There are no curtains at the window and a shard of moonlight illuminates a patch of black varnish stuck like tar to one of the floorboards. She stands at the window that looks over the garden. The hole in the ground looks even more ominous in the dark. The woods, thick and dense, line the back boundary. She forces her brain to remember more. What happened here? she whispers to her reflection. But it just stares back at her, like a ghoul with big curly hair and wide haunted eyes. She turns away from the window, to survey the room. Her bed was in that corner, by the door, where the boxes are now. Yes, yes, she remembers. It had a white iron frame and a colourful crocheted throw with large yellow daisies, and underneath she kept a pair of red patent shoes, like Dorothy’s in The Wizard of Oz. She hasn’t thought about those shoes for a long time. They had been her favourite. Where did they go when they moved to Bristol? And the iron bed frame and the crocheted throw?

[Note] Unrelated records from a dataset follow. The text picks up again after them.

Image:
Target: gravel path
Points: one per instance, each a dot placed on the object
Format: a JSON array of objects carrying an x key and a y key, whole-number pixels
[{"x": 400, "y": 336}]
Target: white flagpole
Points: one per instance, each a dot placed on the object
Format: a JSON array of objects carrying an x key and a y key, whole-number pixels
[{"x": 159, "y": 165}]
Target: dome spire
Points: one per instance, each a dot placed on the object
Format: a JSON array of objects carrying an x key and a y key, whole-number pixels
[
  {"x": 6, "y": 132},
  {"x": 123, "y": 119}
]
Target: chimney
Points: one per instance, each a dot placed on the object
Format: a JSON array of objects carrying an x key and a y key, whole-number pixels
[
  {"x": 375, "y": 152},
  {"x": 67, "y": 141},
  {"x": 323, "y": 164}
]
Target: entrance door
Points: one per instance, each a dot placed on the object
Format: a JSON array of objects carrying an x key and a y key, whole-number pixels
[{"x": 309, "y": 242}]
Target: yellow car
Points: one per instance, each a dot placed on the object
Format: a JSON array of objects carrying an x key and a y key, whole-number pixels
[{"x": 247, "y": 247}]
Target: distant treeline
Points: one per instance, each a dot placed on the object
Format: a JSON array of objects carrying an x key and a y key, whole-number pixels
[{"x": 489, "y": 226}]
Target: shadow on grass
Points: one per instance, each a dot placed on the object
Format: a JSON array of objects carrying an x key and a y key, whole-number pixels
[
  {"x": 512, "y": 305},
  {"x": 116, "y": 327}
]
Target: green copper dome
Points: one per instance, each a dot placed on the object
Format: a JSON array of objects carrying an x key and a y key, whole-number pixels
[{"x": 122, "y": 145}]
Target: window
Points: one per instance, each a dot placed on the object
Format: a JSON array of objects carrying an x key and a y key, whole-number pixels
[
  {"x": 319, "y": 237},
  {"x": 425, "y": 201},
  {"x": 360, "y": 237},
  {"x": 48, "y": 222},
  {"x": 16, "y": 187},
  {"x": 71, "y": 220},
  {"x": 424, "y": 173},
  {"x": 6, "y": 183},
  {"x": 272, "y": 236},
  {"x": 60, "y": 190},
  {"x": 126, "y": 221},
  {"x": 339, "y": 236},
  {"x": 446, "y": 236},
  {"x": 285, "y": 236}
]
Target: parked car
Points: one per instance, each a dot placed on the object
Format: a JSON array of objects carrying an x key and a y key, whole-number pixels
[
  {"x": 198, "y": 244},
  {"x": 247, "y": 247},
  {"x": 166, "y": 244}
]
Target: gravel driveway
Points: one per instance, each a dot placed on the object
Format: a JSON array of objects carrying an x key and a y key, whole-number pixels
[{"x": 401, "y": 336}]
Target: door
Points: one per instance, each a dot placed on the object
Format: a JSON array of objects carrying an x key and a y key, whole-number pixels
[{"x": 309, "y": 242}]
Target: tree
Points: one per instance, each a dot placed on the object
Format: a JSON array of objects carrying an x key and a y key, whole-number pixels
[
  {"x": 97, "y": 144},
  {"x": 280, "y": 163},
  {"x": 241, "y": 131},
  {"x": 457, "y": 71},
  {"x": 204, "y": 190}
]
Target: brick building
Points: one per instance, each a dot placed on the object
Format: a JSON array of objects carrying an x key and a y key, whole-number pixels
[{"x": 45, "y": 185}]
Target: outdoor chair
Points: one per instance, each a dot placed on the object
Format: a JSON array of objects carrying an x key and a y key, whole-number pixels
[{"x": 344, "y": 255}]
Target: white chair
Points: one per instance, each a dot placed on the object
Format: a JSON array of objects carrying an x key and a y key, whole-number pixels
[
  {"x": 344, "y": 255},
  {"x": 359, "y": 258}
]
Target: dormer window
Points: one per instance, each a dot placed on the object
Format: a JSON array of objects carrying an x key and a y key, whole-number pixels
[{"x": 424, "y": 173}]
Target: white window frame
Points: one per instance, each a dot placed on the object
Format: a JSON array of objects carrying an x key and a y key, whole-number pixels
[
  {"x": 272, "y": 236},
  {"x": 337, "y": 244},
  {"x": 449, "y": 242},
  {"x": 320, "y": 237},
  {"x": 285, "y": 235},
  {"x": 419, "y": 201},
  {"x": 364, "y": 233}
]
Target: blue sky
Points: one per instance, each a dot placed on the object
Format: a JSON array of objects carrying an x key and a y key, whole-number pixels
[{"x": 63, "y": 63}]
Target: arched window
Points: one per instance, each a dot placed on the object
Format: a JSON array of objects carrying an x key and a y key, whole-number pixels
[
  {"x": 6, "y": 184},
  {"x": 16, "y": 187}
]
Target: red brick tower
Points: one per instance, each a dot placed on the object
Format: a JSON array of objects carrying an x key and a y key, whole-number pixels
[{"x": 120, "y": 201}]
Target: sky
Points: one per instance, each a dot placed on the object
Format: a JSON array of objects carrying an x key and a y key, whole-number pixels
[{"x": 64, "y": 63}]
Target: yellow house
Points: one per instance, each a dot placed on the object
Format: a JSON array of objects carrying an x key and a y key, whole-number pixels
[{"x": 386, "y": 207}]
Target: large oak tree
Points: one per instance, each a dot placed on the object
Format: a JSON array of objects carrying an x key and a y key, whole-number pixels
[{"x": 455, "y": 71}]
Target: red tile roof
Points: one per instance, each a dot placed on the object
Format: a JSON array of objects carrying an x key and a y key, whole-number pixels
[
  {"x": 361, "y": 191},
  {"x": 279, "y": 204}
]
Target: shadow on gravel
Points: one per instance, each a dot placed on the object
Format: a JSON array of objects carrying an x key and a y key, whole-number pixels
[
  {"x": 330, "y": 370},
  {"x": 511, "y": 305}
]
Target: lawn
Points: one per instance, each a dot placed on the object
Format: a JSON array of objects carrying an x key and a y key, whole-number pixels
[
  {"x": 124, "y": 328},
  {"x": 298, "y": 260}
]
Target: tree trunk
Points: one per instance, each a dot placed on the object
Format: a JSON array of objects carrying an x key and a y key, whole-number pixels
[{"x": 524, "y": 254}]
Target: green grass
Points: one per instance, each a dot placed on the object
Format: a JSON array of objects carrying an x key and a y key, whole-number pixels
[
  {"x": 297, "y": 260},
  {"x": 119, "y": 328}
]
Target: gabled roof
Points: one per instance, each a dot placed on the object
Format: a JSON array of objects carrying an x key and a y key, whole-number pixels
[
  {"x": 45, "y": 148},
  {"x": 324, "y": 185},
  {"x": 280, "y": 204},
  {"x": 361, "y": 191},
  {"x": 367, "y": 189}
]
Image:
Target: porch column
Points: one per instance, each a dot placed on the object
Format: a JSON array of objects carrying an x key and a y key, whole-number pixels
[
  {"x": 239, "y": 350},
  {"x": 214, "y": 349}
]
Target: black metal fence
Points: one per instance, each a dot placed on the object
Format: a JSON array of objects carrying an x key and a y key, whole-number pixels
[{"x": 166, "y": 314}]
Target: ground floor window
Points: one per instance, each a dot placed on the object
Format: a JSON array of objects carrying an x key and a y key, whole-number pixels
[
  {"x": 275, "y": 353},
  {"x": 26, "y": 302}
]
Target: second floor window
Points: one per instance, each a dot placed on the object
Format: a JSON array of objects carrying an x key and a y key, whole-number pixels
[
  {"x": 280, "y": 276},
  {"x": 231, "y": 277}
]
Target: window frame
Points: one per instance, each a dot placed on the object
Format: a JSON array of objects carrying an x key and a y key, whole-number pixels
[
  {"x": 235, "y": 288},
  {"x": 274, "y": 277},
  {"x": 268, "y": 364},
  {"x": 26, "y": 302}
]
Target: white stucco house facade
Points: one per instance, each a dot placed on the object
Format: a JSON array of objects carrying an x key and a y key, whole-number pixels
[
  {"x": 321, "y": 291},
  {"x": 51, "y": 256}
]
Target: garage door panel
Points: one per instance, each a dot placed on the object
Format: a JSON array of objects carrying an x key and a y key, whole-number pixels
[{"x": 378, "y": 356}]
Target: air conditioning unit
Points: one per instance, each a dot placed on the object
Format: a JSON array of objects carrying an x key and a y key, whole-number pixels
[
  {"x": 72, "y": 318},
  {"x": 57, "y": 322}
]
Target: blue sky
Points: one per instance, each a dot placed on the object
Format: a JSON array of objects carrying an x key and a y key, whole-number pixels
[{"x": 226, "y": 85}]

The wallpaper is faded in parts, yellowing in others. The fireplace looks like it needs renovating, and there is a thick layer of dust on the wooden mantelpiece. The past tenants obviously didn’t use this room. Saffy and Tom will have their work cut out if they want to turn it into a nursery. She turns back to the window. A cloud moves across the moon so that for a few moments the woods and the garden look bleak and sinister.
She should go back to bed and read. She’s got Marian Keyes’s new one ready to begin. She wraps her kimono further around her body. She’s cold now and shivers slightly.
Just as she’s about to turn and leave, something bright catches her eye. A flicker of light between the trees in the woods. She presses her nose to the glass and cups her hands around her face. Her heart picks up speed. It looks like torchlight. Is someone there, watching the house? She blinks, not taking her eyes off the dot of light, the surrounding halo-like beam moving between the darkness of the trees. And then just as quickly it vanishes. She stands there for a further ten minutes, straining to see, but there is nothing.
The next morning, Lorna doesn’t mention it to her daughter. She knows she’ll only worry and that’s the last thing she wants. Instead, after she’s dressed and had breakfast – one of Tom’s fry-ups that she notices Saffy pushes around her plate – she says she’d like to walk in the garden.
‘I’ll come with you,’ says Saffy, making to get up from the table. Tom already has his old decorating clothes on, saying he wants to make a start on painting the banister in the hallway.
‘No, it’s okay. You finish your breakfast. I’ll see if anything jogs my memory.’
‘Oh … okay. Good idea.’
The sun is bright this morning although there is a chill in the air and dew on the grass as Lorna steps onto the lawn, the dampness seeping into the sides of her sandals. She takes a deep breath of the unpolluted country air. It smells more refreshing this morning, like washing after it’s been on the line. She ignores the hole in the ground and carries on until she reaches the end of the garden, with the beautiful purple tree. She wonders what it’s called. She makes a mental note to ask Saffy. She turns back towards the cottage to make sure her daughter isn’t watching and steps onto one of the low thick branches, just enough to give her a leg up so she can hop over the wall. The action is so natural she must have done it before. She holds on to the trunk for support as she jumps down on the other side.